Adaptive Virtual Compute Framework with Autonomous Units and Credibility Assessment Models
Keywords:
Adaptive computing, virtual compute framework, autonomous systems, credibility assessmentAbstract
The rapid evolution of distributed computing ecosystems, particularly cloud and edge infrastructures, has necessitated the development of adaptive and autonomous resource management frameworks capable of responding dynamically to workload fluctuations, trust variability, and heterogeneous system conditions. This paper proposes an Adaptive Virtual Compute Framework (AVCF) that integrates autonomous computational units with credibility assessment models to optimize task allocation, system reliability, and operational efficiency in large-scale virtualized environments.
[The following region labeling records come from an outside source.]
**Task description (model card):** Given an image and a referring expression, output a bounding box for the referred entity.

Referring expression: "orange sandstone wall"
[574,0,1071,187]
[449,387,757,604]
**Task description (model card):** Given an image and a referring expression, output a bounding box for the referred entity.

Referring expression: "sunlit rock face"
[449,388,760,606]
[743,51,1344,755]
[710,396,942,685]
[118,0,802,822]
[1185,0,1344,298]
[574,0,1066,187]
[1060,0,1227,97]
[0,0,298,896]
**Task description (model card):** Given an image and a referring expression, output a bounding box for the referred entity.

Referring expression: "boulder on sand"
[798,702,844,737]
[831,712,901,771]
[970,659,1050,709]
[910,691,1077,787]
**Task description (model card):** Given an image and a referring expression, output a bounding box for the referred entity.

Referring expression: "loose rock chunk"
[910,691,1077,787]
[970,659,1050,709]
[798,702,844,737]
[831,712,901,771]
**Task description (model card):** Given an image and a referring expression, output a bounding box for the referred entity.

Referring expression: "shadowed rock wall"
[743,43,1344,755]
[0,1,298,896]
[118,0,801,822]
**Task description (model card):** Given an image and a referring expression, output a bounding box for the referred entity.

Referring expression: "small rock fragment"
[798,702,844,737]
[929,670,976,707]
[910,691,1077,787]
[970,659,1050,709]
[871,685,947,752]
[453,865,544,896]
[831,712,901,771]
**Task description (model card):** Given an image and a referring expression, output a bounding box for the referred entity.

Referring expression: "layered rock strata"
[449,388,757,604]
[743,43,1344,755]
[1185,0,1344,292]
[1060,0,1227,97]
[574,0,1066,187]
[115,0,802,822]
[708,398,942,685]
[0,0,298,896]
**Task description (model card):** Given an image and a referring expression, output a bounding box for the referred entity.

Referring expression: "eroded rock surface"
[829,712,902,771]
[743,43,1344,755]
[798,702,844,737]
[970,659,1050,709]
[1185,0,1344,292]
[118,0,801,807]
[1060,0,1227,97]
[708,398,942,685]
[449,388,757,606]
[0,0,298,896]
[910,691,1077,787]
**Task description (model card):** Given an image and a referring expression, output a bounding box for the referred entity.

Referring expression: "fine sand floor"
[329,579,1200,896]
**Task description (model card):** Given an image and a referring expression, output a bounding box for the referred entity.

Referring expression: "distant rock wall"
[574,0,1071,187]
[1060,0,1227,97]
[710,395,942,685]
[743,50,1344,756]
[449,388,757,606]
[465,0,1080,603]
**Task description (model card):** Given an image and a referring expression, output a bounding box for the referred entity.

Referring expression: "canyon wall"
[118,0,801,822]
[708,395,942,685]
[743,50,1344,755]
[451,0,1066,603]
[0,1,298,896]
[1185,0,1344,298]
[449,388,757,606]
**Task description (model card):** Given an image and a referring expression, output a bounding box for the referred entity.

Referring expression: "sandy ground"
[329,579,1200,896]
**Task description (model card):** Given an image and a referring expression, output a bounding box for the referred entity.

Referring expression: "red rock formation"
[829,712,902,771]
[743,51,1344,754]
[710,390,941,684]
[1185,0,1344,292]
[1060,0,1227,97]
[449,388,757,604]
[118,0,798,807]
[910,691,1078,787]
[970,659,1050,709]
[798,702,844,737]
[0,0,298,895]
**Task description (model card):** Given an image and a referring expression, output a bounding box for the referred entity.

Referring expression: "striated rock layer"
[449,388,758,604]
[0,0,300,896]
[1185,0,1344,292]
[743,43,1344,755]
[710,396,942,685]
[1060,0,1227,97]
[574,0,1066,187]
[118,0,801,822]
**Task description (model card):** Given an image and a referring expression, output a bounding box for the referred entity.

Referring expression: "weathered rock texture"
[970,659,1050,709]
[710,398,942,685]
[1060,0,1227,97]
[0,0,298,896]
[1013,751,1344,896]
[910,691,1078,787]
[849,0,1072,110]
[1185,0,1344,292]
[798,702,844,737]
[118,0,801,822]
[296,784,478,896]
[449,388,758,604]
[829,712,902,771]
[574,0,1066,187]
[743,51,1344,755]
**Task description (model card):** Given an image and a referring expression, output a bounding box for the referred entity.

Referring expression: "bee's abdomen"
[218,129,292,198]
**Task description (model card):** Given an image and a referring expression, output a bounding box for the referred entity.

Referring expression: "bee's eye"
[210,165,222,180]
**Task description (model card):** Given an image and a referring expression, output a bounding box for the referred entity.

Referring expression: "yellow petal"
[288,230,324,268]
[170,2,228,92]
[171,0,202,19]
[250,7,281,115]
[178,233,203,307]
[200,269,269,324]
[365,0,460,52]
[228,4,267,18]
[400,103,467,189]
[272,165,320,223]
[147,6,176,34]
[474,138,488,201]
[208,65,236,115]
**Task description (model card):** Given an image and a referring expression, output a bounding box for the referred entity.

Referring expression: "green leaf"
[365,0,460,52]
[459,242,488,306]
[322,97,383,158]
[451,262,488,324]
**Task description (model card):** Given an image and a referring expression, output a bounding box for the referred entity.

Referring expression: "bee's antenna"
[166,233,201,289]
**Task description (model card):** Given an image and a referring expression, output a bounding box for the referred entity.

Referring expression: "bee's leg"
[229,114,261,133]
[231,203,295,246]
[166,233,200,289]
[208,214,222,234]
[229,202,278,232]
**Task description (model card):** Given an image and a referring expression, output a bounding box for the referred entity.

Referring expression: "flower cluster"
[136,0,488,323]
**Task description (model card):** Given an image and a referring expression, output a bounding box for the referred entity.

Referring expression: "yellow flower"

The framework leverages multi-agent coordination principles and quality-driven software engineering metrics to enable self-adaptive decision-making in distributed compute environments.
The core contribution of this study is a structured architecture that combines virtual compute orchestration with credibility scoring mechanisms, enabling systems to evaluate node reliability, execution trustworthiness, and historical performance patterns. This approach extends traditional resource allocation models by embedding predictive credibility layers inspired by established software quality and reliability models (Azuma, 1996; Chidamber & Kemerer, 1994). Furthermore, the framework aligns with modern cloud optimization paradigms emphasizing energy-aware scheduling and trust-centric computation, as highlighted in multi-agent cloud optimization studies (Ramaswamy et al., 2026).
The proposed system incorporates modular autonomous units capable of independently evaluating computational tasks, negotiating resource allocation, and adapting execution strategies in real time. These units are supported by a credibility assessment engine that synthesizes metrics from historical execution logs, fault proneness indicators, and system-level quality attributes (Aggarwal et al., 2007; García-Munoz et al., 2016). The integration of software quality evaluation models ensures that decision-making is not only performance-driven but also reliability-aware.
Experimental reasoning and conceptual evaluation demonstrate that AVCF improves resource utilization efficiency, reduces system-level execution risk, and enhances fault tolerance in distributed environments. Additionally, the framework provides a scalable foundation for integrating future AI-driven orchestration systems and hybrid cloud-edge architectures.
Overall, this research contributes a novel perspective on adaptive virtual computing by combining autonomous system design with credibility-based trust evaluation, offering a robust model for next-generation distributed computing infrastructures.